As a sophomore, he appeared in 11 games (3 starts), leading the team with 128 carries for 768 yards and 8 rushing touchdowns. He ranked third in the conference with 6.0 yards per carry. He was on pace for a 1,000 rushing yard season, until being injured in the tenth game against the University of Oklahoma. He had 26 carries for 160 yards, 3 touchdowns and 4 receptions for 41 yards against Oklahoma State University.

As a junior, he appeared in 11 games, missing the last 2 contests with an injury. He was second on the team behind Sewo Olonilua, with 124 carries for 598 yards (4.8-yard avg.). He had 12 carries for 154 yards against Ohio State University.

As a senior, he led the team with 823 yards (5.5-yard avg.) and 6 rushing touchdowns. He had a career-high 179 yards and 2 touchdowns against Purdue University. He posted 161 and 115 rushing yards in games against SMU and the University of Kansas.

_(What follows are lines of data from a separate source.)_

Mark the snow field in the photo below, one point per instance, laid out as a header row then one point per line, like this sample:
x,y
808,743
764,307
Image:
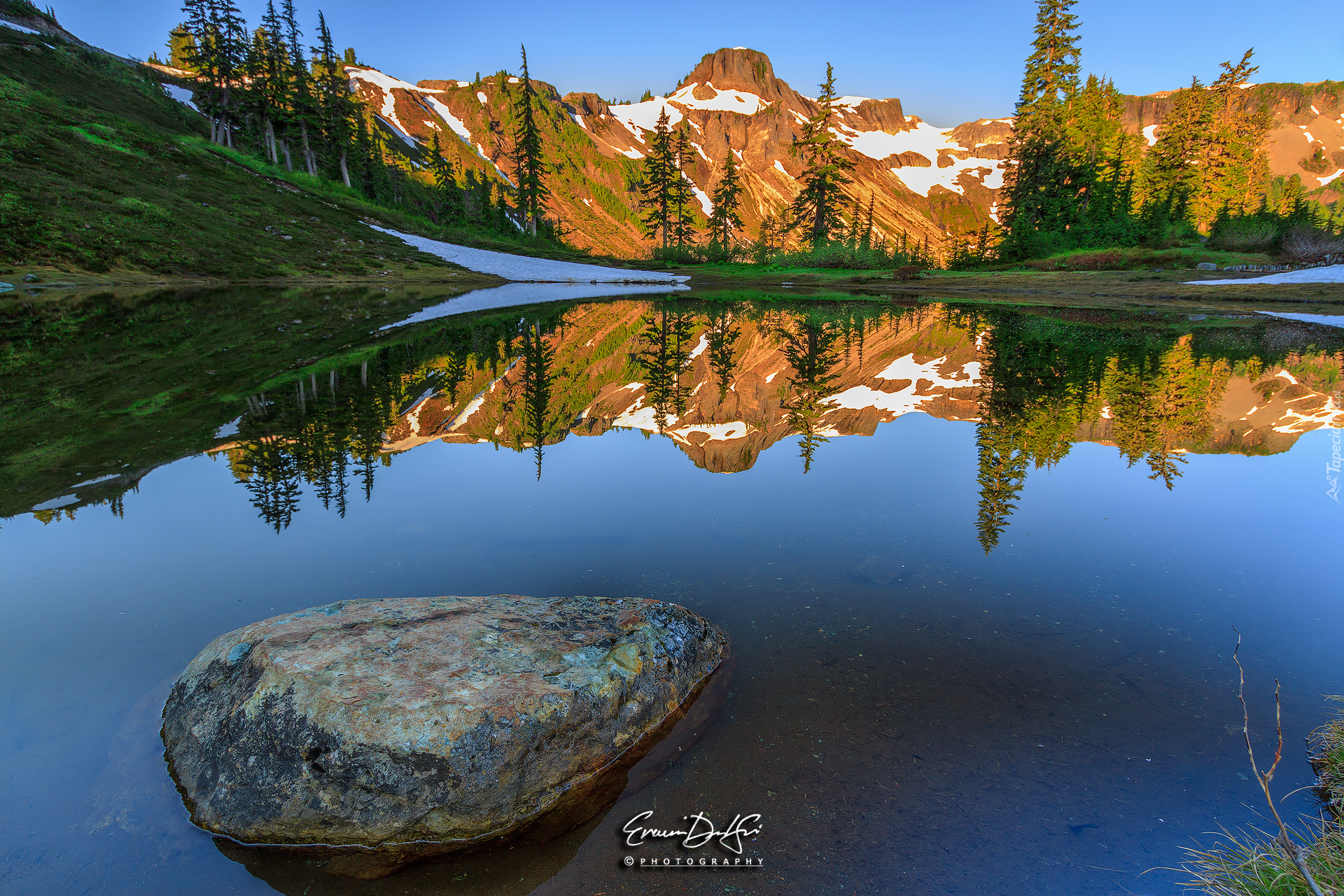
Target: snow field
x,y
1331,274
531,270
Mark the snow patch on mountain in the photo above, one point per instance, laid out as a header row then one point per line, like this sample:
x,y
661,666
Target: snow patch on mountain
x,y
386,83
706,203
746,104
645,115
182,96
927,141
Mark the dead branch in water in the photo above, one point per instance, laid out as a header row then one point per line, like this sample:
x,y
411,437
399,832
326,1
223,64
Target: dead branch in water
x,y
1294,852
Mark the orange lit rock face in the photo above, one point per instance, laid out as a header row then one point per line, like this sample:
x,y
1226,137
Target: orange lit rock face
x,y
391,729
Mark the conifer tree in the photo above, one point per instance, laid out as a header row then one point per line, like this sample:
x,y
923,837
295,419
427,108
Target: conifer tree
x,y
659,181
331,90
726,216
818,206
1041,183
683,191
182,48
1233,162
528,167
218,55
1170,176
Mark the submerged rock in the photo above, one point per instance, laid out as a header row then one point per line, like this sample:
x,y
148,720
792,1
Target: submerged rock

He played in the 2020 Senior Bowl, recording 43 rushing yards, 87 receiving yards, and one receiving touchdown.

==Professional career==

Pre-draft measurables
| Height | Weight | Arm length | Hand span | Wingspan | 40-yard dash | 10-yard split | 20-yard split | 20-yard shuttle | Vertical jump | Broad jump | Bench press |
| 5 ft 10+1⁄2 in (1.79 m) | 208 lb (94 kg) | 30+1⁄2 in (0.77 m) | 9+5⁄8 in (0.24 m) | 6 ft 2+3⁄8 in (1.89 m) | 4.61 s | 1.54 s | 2.72 s | 4.19 s | 36.0 in (0.91 m) | 10 ft 8 in (3.25 m) | 19 reps |
All values from NFL Combine

===Dallas Cowboys===
Anderson was signed as an undrafted free agent by the Dallas Cowboys after the 2020 NFL draft on April 27. He was waived on September 4, 2020.

===Indianapolis Colts===
On September 8, 2020, Anderson was signed to the Indianapolis Colts' practice squad. He was elevated to the active roster on January 3 and January 8, 2021, for the team's week 17 and wild card playoff games against the Jacksonville Jaguars and Buffalo Bills, and reverted to the practice squad after each game. On January 10, 2021, Anderson signed a reserve/futures contract with the Colts. He was waived on August 17.

===Houston Texans===
On December 15, 2021, Anderson was signed to the Houston Texans practice squad. He signed a reserve/future contract with the Texans on January 11, 2022. He was placed on injured reserve on August 10, 2022.

==Personal life==
On July 15, 2022, Anderson was arrest for burglary with intent to commit assault in Harris County, Texas and was released on bond. On August 6, the charges against Anderson were dropped.